Volkswagen reversed its market slide Wednesday, its shares rose 6.9 percent to $ 132.99. But Volkswagen’s share price has a long way to go to recoup this week’s losses.
Nearly $28 billion in market value was wiped out in the first two days of trading after the U.S. Environmental Protection Agency revealed that Volkswagen has been violating the Clean Air Act and could be subject to fines of as much as $18 billion.
The EPA disclosed Friday that stealth software makes Volkswagen’s 2009-15 model cars powered by 2.0-liter diesel engines run cleaner during emissions tests than in actual driving.
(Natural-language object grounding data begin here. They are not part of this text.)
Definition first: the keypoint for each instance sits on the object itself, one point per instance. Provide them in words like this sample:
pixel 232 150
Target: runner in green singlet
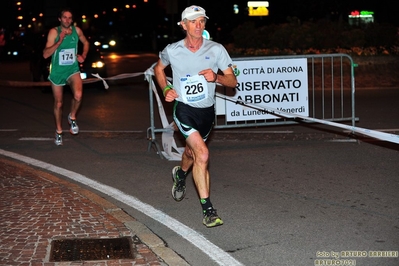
pixel 62 46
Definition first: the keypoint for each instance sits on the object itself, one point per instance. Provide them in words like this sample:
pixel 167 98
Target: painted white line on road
pixel 381 130
pixel 214 252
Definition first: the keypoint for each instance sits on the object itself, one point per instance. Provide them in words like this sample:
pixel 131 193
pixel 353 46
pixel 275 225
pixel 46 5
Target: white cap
pixel 192 12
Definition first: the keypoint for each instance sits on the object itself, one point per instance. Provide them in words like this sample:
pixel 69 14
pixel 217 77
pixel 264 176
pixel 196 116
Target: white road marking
pixel 214 252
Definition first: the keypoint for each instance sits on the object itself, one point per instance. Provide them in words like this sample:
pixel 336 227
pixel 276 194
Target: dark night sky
pixel 221 10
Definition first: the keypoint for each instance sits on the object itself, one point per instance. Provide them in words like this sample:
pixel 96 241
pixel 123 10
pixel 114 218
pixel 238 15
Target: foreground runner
pixel 195 63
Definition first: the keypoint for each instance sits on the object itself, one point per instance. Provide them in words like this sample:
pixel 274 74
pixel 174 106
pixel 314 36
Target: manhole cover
pixel 91 249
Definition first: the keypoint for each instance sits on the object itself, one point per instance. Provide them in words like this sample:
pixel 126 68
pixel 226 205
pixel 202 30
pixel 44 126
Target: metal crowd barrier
pixel 330 96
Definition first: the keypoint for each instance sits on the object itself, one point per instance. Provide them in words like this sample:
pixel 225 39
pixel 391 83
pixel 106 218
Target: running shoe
pixel 211 218
pixel 58 138
pixel 74 126
pixel 179 185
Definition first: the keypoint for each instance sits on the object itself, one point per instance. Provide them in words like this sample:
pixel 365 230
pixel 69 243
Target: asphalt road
pixel 297 198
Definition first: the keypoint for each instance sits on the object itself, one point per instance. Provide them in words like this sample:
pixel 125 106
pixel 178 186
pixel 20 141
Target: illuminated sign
pixel 258 8
pixel 361 14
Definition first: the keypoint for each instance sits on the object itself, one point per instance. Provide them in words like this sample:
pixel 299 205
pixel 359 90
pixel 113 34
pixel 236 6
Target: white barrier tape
pixel 12 83
pixel 368 132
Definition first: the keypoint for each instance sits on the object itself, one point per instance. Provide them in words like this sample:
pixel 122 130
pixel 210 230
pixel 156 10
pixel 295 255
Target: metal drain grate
pixel 91 249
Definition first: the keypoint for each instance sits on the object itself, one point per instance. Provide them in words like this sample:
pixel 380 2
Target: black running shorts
pixel 190 119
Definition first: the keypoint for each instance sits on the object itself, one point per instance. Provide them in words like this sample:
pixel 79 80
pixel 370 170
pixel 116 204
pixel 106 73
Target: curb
pixel 154 243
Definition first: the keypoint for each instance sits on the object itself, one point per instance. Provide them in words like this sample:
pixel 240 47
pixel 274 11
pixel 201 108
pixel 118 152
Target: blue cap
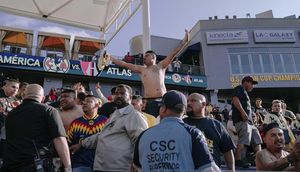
pixel 174 100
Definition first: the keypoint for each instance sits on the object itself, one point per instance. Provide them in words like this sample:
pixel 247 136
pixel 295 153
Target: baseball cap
pixel 270 126
pixel 174 100
pixel 249 79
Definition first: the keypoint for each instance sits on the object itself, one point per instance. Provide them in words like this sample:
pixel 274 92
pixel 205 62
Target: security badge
pixel 91 122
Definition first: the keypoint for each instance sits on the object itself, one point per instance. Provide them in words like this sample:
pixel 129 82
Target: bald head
pixel 196 105
pixel 35 92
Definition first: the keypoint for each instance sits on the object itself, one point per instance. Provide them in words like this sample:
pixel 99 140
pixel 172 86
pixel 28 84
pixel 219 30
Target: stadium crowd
pixel 73 130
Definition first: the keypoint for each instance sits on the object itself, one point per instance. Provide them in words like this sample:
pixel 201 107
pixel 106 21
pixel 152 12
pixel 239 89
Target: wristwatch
pixel 68 169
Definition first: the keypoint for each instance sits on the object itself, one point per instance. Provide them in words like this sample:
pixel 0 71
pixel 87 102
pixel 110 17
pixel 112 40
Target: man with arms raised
pixel 31 127
pixel 247 133
pixel 153 75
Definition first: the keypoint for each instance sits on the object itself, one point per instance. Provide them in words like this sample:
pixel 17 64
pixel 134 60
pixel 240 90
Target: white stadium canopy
pixel 96 15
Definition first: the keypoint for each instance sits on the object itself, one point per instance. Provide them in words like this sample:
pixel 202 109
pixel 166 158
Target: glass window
pixel 245 63
pixel 288 63
pixel 238 50
pixel 297 61
pixel 256 63
pixel 234 62
pixel 259 50
pixel 277 63
pixel 280 50
pixel 266 63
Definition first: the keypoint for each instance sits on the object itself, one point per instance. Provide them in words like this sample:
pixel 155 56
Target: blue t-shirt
pixel 171 145
pixel 217 137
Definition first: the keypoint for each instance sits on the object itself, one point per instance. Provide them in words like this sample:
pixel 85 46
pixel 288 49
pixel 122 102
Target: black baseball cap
pixel 270 126
pixel 249 79
pixel 174 100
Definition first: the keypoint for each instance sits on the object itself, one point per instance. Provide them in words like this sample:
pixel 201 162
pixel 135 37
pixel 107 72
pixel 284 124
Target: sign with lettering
pixel 227 37
pixel 236 80
pixel 75 67
pixel 274 36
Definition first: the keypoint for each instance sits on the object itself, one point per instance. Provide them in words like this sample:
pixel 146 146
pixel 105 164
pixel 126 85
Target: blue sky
pixel 169 18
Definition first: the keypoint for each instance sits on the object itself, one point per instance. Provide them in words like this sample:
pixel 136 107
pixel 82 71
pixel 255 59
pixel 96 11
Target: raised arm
pixel 134 68
pixel 168 60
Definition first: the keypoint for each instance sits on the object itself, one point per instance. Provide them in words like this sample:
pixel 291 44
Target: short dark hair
pixel 113 90
pixel 126 87
pixel 68 91
pixel 91 96
pixel 137 97
pixel 151 52
pixel 270 126
pixel 81 96
pixel 10 80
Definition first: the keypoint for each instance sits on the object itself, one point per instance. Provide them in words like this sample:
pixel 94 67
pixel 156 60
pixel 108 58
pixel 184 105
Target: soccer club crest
pixel 58 65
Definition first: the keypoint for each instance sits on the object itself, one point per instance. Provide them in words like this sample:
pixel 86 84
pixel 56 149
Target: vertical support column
pixel 146 25
pixel 214 97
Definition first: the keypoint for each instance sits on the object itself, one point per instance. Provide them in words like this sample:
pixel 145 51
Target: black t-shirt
pixel 31 123
pixel 242 94
pixel 217 137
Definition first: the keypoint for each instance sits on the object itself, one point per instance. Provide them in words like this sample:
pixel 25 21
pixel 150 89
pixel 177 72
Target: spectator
pixel 52 94
pixel 90 123
pixel 8 101
pixel 128 58
pixel 80 96
pixel 100 94
pixel 114 144
pixel 218 139
pixel 286 112
pixel 231 129
pixel 273 157
pixel 154 89
pixel 137 103
pixel 225 113
pixel 276 116
pixel 22 87
pixel 172 138
pixel 259 109
pixel 296 124
pixel 177 64
pixel 69 110
pixel 108 108
pixel 248 134
pixel 31 127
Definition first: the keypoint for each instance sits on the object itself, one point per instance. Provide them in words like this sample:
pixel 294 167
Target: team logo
pixel 58 65
pixel 89 68
pixel 187 79
pixel 91 122
pixel 176 77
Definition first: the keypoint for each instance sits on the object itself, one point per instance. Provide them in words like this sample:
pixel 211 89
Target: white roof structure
pixel 96 15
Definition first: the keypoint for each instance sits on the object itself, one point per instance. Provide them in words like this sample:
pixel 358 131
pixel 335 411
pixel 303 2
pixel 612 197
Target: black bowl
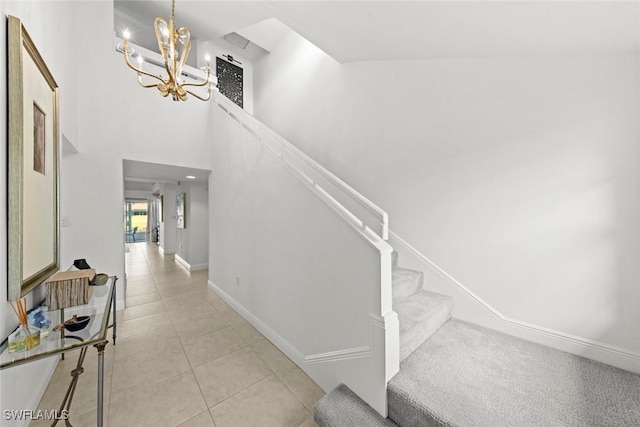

The EPA accused Volkswagen of installing the “defeat device” in 482,000 cars sold in the U.S.
Volkswagen later acknowledged that similar software exists in 11 million diesel cars worldwide and that it was setting aside $7.3 billion to cover the costs of fines, recalls and lawsuits.
The wrongdoing stands out from other auto scandals for its years of cheating and lying to hide pollution from diesel cars, and for the company’s admission of guilt right after the investigation became public Friday.
Once the billion- dollar fines and lawsuits and recall expenses are tallied, it may also eclipse other scandals in its damage to the brand and its bottom line, said Jack Nerad, executive editorial director and executive market analyst for Kelley Blue Book.
“The Volkswagen scandal has escalated far beyond the realm of recent safety recall issues that have affected other companies,” he said. “With VW’s market capitalization down by a third and rumors of criminal investigations popping up … the VW board obviously feels compelled to do some quick triage to stem the bleeding.”
Stephan Weil, the governor of Lower Saxony state, which holds a 20 percent stake in Volkswagen, is filing a criminal complaint, “because we have the impression that criminally relevant actions may have played a role here.”
Weil, also a Volkswagen director, promised to “clear up these events with all the possibilities we have inside the company and ensure that those involved are punished severely.”
The prosecutors’ office in Braunschweig, near Volkswagen’s Wolfsburg headquarters, confirmed that it is weighing an investigation of Volkswagen employees.
Other governments from Europe to South Korea have begun their own inquiries, and law firms have already filed class-action lawsuits on behalf of customers.
There is no immediate way of restoring Volkswagen’s reputation, but only total transparency can resolve the scandal and salvage its brand, said Jeremy Robinson-Leon, chief operating officer at Group Gordon, a New York-based corporate and crisis public relations firm.
“The most important thing is that VW comes out and tells the public what happened, who was involved and make sure that it doesn’t happen again,” he said.
U. S. regulators raised questions about Volkswagen’s diesel emissions in March 2014 and insisted on answers for another 18 months before the company finally acknowledged installing the stealth software.
The company has yet to reveal what its digital records show about who developed, wrote and tested the code, under whose direction, and why.
German authorities also insisted on answers Wednesday as they sought to limit the effect on Europe’s largest economy.
German economic minister Sigmar Gabriel said it’s important that the scandal be cleared up quickly and “the consequences are drawn.” But he cautioned against casting doubt on the quality of Volkswagen as a whole or the rest of the country’s auto industry.
“The damage that some people have unleashed for the company and its employees is huge — but I think we should take care not to make a general debate about the quality of Volkswagen or the whole German auto industry out of this,” Gabriel said at the Frankfurt auto show.
“‘Made in Germany’ stands for excellent products,” insisted Ulrich Grillo of the Federation of German Industries.
German economic minister Sigmar Gabriel said it’s important that the scandal be cleared up quickly and “the consequences are drawn.”